Deep State Journalism
Even though you've probably never heard of him, Aaron Good is a national treasure. For the past few years, Aaron -- an independent scholar in Pennsylvania (the academic establishment doesn't like his free-thinking sort) -- has been conducting deep interviews with the grand masters of power studies, like Peter Dale Scott -- and me! Aaron and popular podcaster Brace Belden recently did a smart, in-depth interview with me about Allen Dulles, JFK and the national security state. It's behind a paywall, because Aaron must make a living, but it's well worth the price of admission. Aaron also has written a book on America's subterranean, permanent government that Skyhorse will soon publish (more on that later).
Nearly 60 years after his assassination, John F. Kennedy and his embattled presidency loom ever larger as the path not taken by America. Establishment historians like Michael Beschloss and Doris Kearns Goodwin refuse to acknowledge the awful truth about the Kennedy presidency -- that it was violently terminated by former CIA director Dulles and his national security cabal because JFK was trying to end their racket, i.e., the Cold War. (Goodwin's late husband, Dick Goodwin, who served in the Kennedy administration, knew the truth -- and told it to me for my book "Brothers," while his minder-wife was out of the room.)

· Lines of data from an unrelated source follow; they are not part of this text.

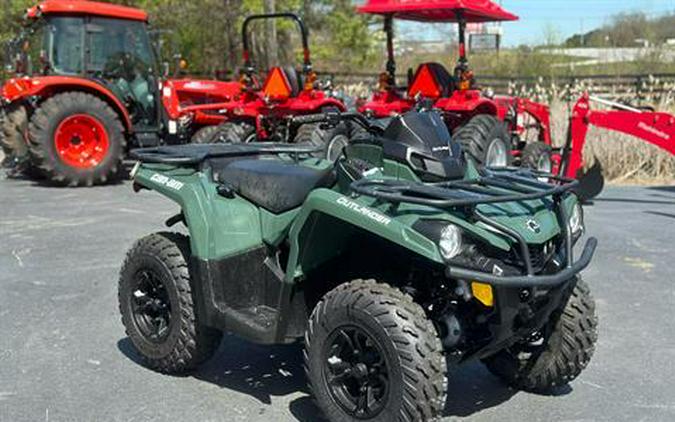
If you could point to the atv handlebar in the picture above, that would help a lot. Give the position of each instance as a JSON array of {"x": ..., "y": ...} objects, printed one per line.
[{"x": 334, "y": 118}]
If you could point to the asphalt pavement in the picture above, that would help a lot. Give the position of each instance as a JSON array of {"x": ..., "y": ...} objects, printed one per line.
[{"x": 64, "y": 355}]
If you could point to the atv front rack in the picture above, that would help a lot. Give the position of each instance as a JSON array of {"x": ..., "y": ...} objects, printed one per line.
[
  {"x": 194, "y": 154},
  {"x": 493, "y": 186}
]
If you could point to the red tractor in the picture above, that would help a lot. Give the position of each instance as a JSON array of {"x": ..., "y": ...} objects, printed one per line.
[
  {"x": 262, "y": 111},
  {"x": 87, "y": 87},
  {"x": 489, "y": 127}
]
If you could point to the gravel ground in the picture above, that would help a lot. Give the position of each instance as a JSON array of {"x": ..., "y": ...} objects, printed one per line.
[{"x": 64, "y": 355}]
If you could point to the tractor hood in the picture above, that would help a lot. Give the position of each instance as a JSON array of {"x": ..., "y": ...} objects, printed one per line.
[{"x": 439, "y": 10}]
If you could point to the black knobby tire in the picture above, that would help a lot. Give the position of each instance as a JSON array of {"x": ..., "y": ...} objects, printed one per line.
[
  {"x": 329, "y": 142},
  {"x": 42, "y": 147},
  {"x": 235, "y": 133},
  {"x": 567, "y": 349},
  {"x": 537, "y": 156},
  {"x": 186, "y": 342},
  {"x": 13, "y": 127},
  {"x": 397, "y": 326},
  {"x": 205, "y": 135},
  {"x": 482, "y": 134}
]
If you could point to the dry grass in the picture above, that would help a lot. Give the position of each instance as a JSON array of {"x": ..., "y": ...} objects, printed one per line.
[{"x": 625, "y": 159}]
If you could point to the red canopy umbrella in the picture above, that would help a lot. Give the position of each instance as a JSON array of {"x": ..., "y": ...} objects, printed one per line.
[{"x": 439, "y": 10}]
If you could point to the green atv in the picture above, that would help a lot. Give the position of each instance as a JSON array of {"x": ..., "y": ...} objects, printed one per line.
[{"x": 394, "y": 264}]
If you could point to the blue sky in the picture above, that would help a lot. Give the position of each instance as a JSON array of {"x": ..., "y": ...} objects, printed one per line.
[{"x": 568, "y": 17}]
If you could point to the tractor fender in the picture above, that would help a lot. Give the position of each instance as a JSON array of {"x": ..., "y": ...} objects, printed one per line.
[
  {"x": 18, "y": 89},
  {"x": 468, "y": 103},
  {"x": 327, "y": 218}
]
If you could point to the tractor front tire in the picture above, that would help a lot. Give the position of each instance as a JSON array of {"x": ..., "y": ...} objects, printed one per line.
[
  {"x": 13, "y": 127},
  {"x": 372, "y": 354},
  {"x": 485, "y": 139},
  {"x": 330, "y": 143},
  {"x": 76, "y": 139},
  {"x": 566, "y": 348},
  {"x": 157, "y": 304},
  {"x": 537, "y": 156},
  {"x": 205, "y": 135}
]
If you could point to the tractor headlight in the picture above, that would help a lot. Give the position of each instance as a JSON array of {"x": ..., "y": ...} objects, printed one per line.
[
  {"x": 576, "y": 221},
  {"x": 450, "y": 242}
]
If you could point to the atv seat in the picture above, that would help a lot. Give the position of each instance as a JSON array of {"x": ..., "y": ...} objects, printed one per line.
[{"x": 272, "y": 184}]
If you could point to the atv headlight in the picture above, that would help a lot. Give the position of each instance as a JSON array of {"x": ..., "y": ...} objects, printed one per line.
[
  {"x": 450, "y": 242},
  {"x": 576, "y": 221}
]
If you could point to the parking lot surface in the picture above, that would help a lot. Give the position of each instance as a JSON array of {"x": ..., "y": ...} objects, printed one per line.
[{"x": 64, "y": 355}]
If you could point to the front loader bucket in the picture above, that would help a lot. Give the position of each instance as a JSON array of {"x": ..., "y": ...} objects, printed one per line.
[{"x": 591, "y": 182}]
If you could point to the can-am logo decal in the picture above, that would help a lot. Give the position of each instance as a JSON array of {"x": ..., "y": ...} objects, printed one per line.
[
  {"x": 367, "y": 212},
  {"x": 160, "y": 179},
  {"x": 533, "y": 226}
]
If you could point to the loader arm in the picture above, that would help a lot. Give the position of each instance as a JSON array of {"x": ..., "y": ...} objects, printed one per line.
[{"x": 657, "y": 128}]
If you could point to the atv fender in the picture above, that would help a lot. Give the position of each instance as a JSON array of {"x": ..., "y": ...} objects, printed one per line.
[
  {"x": 326, "y": 220},
  {"x": 18, "y": 89},
  {"x": 218, "y": 226}
]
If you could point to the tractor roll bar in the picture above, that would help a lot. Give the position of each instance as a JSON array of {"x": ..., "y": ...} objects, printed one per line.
[
  {"x": 194, "y": 154},
  {"x": 248, "y": 65}
]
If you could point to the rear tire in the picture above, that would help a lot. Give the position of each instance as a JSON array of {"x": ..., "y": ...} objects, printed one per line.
[
  {"x": 102, "y": 139},
  {"x": 157, "y": 305},
  {"x": 205, "y": 135},
  {"x": 485, "y": 139},
  {"x": 566, "y": 351},
  {"x": 537, "y": 156},
  {"x": 330, "y": 143},
  {"x": 369, "y": 341}
]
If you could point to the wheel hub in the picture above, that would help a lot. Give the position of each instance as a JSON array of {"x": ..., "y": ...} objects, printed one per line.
[
  {"x": 356, "y": 372},
  {"x": 151, "y": 308},
  {"x": 81, "y": 141}
]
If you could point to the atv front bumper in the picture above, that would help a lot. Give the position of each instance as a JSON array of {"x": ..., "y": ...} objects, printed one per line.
[{"x": 548, "y": 280}]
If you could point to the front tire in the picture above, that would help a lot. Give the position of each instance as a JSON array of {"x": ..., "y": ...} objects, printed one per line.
[
  {"x": 76, "y": 139},
  {"x": 568, "y": 344},
  {"x": 486, "y": 141},
  {"x": 157, "y": 305},
  {"x": 330, "y": 143},
  {"x": 372, "y": 354}
]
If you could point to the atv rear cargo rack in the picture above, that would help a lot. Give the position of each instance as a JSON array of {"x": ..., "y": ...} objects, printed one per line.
[
  {"x": 491, "y": 187},
  {"x": 194, "y": 154}
]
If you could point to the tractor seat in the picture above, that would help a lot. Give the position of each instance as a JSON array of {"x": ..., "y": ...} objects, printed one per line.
[{"x": 274, "y": 185}]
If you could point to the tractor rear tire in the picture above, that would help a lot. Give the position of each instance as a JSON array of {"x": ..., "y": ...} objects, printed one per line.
[
  {"x": 329, "y": 143},
  {"x": 157, "y": 304},
  {"x": 372, "y": 354},
  {"x": 485, "y": 139},
  {"x": 13, "y": 127},
  {"x": 537, "y": 156},
  {"x": 565, "y": 351},
  {"x": 205, "y": 135},
  {"x": 234, "y": 133},
  {"x": 76, "y": 139}
]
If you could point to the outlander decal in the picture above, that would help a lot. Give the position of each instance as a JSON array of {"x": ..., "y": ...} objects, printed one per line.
[{"x": 365, "y": 211}]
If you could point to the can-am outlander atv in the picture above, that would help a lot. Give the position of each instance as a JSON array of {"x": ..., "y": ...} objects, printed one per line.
[{"x": 393, "y": 264}]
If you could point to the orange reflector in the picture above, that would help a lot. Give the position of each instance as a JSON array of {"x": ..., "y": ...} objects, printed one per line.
[
  {"x": 276, "y": 85},
  {"x": 483, "y": 293},
  {"x": 424, "y": 84}
]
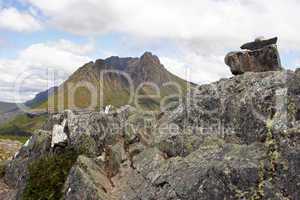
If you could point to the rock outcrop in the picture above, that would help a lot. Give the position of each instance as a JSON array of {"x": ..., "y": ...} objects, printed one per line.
[
  {"x": 260, "y": 56},
  {"x": 236, "y": 138}
]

This is a photo of President Kennedy taken by White House photographer Jacques Lowe at the moment JFK was told about the assassination of Congolese leader Patrice Lumumba -- a man Kennedy had supported as the hope of a newly liberated Africa. Kennedy was told of Lumumba's violent death by his UN ambassador, Adlai Stevenson -- NOT by Dulles's CIA, which knew about his torture and death for weeks but kept it from Kennedy, because the spy agency feared that Kennedy would save him. The CIA knew about the brutalization of Lumumba because it was responsible for it.
The anguish on President Kennedy's face represents all the sorrow to come -- for the Kennedy family and for America.